Finra projects declining operating revenues this year but will not raise membership fees in 2018, the broker-dealer regulator said Thursday.

In its first-ever publicly released budget summary, the Financial Industry Regulatory Authority Inc. said operating revenue — generated from fees assessed on a firm's gross revenue, trading volume and number of personnel as well as from user fees — would total $822 million, down from $828.7 million in 2017.

The organization is anticipating its lowest revenue levels since 2013.

"They're taking head-on the industry criticism that they're sitting on a big pile of cash," said Daniel Nathan, a partner at Orrick, Herrington & Sutcliffe and a former Finra vice president and director of regional enforcement. "They're willing to let the industry and public keep them honest and make sure they follow through on their commitments."

Operating expenses this year are projected to be $888 million, down from $890 million in 2017, while capital expenditures are slated for $90 million this year, a decrease from $109.1 million in 2017.

The fiscal pinch comes as the number of brokerages the regulator oversees has decreased from 4,146 in 2013 to about 3,700 today, while the number of registered representatives has remained stable at about 630,000. Finra staff has increased to 3,585 this year, up from 3,489 in 2013.

"Despite our revenue challenges, we will not seek to increase member firm fees at this time," Finra president and chief executive Robert W. Cook and board chairman William H. Heyman wrote in a letter accompanying the summary. "Instead, in line with the [financial guiding] principles, we will leverage our reserves to support our operations while deferring fee increases."

The organization anticipates taking $136 million out of reserves this year to fund the operating shortfall. In the report, Finra said its goal is to maintain a reserve at the level required for one year's expenditures.

The agency said it is holding its costs flat in part by better managing pay.

"We have reduced incentive compensation and held senior officer salaries flat for the last two years and will hold senior officer salaries flat again in 2018," Mr. Cook and Mr. Heyman wrote.

Finra is trying to live within its means given the changes the brokerage industry is undergoing, said Mark Cresap, president of Cresap Inc. and a former Finra board member.

"Finra is very conscious about not propping up revenues on the back of the industry," Mr. Cresap said. "Robert Cook really understands that you can't just raise revenue 5% to 10% and get away with it. [He] is really interested in right-sizing Finra."

Finra's budget is an example of how it is adjusting to industry developments, according to Financial Services Institute president and chief executive Dale Brown.

"It is clear that Finra has made a concerted effort to adapt to our changing industry, better serve investors and provide more effective oversight of firms," Mr.

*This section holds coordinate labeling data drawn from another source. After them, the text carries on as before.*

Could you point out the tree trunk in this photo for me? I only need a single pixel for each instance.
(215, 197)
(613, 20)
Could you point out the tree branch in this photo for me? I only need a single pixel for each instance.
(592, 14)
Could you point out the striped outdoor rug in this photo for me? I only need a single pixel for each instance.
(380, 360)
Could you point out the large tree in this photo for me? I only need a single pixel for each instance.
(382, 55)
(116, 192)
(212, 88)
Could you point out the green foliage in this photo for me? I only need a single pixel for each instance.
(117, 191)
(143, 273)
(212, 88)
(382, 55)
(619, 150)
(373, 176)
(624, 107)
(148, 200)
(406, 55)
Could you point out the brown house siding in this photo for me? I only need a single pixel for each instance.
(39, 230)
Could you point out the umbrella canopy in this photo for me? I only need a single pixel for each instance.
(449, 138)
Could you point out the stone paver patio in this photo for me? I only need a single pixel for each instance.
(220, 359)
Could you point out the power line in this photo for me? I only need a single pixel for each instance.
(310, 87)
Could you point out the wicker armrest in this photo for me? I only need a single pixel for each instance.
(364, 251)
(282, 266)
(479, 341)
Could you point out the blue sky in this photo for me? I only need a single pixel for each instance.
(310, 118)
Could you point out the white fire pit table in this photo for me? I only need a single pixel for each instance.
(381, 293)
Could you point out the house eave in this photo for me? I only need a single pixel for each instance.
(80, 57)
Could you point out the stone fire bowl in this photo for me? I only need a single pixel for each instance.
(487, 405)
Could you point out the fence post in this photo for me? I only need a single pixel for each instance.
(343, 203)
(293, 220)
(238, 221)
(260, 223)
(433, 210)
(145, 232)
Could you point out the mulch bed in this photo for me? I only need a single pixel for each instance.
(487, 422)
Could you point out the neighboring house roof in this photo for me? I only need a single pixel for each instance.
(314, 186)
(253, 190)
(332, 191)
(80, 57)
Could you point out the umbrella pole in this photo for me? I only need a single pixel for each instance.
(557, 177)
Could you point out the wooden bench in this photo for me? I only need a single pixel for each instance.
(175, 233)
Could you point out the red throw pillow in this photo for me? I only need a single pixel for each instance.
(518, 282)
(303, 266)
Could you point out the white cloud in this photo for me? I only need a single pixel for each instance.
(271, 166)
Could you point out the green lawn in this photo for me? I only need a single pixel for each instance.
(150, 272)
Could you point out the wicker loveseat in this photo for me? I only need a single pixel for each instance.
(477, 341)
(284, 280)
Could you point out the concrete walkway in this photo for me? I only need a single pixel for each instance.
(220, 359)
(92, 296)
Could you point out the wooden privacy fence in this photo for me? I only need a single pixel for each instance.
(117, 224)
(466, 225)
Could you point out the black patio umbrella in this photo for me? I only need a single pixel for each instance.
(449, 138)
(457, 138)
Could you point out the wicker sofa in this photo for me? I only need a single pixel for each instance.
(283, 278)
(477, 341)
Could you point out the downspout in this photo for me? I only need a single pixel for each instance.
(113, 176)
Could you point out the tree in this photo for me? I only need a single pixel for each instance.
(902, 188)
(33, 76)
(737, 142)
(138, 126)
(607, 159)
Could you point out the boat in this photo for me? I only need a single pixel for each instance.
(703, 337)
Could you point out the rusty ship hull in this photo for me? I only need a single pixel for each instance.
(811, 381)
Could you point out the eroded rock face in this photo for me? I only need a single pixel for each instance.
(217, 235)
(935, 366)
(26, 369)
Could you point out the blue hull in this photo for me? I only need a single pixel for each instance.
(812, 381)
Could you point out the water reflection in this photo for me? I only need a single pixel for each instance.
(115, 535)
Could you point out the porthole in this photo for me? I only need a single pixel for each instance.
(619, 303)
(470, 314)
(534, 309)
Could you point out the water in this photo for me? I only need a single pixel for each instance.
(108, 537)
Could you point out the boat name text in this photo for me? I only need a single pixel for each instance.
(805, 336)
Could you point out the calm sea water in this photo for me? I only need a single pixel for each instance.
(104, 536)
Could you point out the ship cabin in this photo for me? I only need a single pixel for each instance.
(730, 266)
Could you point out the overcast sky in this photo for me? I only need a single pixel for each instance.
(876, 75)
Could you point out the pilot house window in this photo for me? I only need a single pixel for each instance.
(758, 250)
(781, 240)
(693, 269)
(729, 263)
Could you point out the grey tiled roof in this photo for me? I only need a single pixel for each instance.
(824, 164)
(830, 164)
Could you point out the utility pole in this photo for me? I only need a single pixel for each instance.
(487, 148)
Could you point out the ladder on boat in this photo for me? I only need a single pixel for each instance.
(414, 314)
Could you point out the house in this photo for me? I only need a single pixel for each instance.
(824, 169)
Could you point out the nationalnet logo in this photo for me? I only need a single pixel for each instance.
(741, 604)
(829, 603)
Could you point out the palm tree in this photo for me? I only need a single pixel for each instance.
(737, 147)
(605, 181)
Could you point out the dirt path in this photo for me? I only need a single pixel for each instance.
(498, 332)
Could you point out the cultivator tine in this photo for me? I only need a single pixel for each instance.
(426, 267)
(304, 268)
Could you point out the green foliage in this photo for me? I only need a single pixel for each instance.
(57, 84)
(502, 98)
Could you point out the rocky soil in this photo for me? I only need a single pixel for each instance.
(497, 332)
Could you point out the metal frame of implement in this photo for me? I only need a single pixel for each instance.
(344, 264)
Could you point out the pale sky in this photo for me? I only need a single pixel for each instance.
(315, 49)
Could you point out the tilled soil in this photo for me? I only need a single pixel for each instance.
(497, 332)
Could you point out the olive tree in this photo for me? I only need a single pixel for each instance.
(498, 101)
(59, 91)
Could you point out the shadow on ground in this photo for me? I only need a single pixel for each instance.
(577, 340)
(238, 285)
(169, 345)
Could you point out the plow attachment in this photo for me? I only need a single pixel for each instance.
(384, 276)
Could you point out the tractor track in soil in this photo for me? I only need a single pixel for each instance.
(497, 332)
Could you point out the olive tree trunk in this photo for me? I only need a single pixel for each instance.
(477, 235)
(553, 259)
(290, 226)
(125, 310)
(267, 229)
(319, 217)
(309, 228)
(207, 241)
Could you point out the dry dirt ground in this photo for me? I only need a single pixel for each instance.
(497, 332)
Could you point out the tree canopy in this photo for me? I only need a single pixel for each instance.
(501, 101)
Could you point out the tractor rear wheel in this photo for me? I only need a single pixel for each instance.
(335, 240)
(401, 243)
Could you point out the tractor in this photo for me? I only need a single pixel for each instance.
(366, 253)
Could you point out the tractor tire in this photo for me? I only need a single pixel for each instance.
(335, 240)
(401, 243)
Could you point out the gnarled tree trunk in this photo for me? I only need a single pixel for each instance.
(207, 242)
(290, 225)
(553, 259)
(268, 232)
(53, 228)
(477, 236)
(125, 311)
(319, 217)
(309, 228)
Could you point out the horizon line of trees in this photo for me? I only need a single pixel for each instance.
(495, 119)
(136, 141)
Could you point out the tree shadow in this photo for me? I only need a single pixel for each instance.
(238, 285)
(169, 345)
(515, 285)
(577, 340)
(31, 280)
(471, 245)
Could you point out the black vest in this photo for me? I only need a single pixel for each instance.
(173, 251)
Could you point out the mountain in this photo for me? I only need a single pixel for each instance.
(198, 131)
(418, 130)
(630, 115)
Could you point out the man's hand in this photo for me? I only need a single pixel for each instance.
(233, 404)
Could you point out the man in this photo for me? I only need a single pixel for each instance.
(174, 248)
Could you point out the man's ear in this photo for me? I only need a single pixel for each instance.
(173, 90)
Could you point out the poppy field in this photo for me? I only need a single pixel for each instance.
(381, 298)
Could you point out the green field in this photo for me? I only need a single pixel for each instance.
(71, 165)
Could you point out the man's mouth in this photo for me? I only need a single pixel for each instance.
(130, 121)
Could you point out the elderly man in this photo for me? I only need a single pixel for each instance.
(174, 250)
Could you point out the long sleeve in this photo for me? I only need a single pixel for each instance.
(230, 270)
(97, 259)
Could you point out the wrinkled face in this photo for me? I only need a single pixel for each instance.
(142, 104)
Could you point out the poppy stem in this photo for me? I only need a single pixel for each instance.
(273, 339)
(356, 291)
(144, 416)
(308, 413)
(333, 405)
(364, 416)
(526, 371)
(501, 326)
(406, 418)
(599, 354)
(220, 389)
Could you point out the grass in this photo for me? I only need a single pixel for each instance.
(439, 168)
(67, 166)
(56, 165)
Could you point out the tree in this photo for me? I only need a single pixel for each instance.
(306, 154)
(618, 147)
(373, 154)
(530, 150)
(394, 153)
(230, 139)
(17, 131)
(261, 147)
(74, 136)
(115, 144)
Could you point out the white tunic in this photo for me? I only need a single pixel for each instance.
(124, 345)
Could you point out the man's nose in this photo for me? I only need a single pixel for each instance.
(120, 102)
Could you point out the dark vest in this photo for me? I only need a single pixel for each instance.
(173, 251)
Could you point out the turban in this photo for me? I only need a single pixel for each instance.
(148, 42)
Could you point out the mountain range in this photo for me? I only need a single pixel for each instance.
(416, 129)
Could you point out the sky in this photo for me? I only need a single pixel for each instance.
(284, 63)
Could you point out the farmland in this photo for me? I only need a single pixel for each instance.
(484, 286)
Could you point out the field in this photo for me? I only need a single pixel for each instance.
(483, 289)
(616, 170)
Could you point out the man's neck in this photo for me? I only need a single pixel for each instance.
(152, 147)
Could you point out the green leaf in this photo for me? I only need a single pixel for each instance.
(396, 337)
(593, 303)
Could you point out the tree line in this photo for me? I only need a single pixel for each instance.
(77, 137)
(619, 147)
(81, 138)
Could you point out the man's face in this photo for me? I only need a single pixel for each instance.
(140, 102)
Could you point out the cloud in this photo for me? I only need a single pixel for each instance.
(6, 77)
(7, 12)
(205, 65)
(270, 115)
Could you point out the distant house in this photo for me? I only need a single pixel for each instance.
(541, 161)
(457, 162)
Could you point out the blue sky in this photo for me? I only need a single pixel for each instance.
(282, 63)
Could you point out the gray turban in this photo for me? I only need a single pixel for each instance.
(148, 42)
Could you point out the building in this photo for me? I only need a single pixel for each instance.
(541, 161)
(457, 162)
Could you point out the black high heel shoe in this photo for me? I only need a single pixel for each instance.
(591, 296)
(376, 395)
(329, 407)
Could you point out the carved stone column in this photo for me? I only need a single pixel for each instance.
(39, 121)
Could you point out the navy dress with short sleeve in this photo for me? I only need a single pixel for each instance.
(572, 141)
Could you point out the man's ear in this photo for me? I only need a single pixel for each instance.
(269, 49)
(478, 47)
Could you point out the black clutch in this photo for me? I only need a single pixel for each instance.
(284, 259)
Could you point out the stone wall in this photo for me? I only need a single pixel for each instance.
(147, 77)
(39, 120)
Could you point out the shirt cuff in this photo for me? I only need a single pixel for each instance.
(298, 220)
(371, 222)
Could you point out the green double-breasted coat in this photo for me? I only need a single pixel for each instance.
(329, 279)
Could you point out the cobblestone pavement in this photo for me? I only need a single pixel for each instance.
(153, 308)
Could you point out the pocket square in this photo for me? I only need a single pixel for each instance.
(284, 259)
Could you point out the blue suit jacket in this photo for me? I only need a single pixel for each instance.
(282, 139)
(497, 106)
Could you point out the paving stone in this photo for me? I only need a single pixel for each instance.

Brown said in a statement.

Managing the Finra budget will be an ongoing challenge, said Christopher Iacovella, chief executive of the Equity Dealers Association, a trade group of regional broker-dealers.

"They're going to have to really scrutinize their operating expenses if operating revenues continue to decline as they have over the last few years," Mr. Iacovella said.

Finra released its budget for the first time in response to criticism that its operations are opaque. One of the areas that was mentioned in an in-depth InvestmentNews analysis of Finra last fall was the secrecy surrounding its use of fine proceeds, which hit a record $173 million in 2016.

In the budget summary, Finra outlined some ways it has spent fine money in the past, such as funding technology improvements, and pledged to give a "full accounting" of the use of fine money this year in the 2018 annual report.

"At least they're committed to do it," said David Burton, senior economic fellow at the Heritage Foundation. "It's not clear why they didn't do it with respect to 2017. I would prefer that the money be used for wronged-investor reimbursement when they can't recover the money from the firm or the broker."

Finra's transparency effort has emanated from the Finra360 self-examination Mr. Cook launched last year.

Mr. Iacovella said releasing the budget is another way Finra is improving communication.

"This opens up a constructive dialogue between the industry and Finra on a variety of subjects," he said.

Mr. Brown also endorsed Finra's increased transparency.

"They have taken our concerns to heart, and we're encouraged by their progress," he said.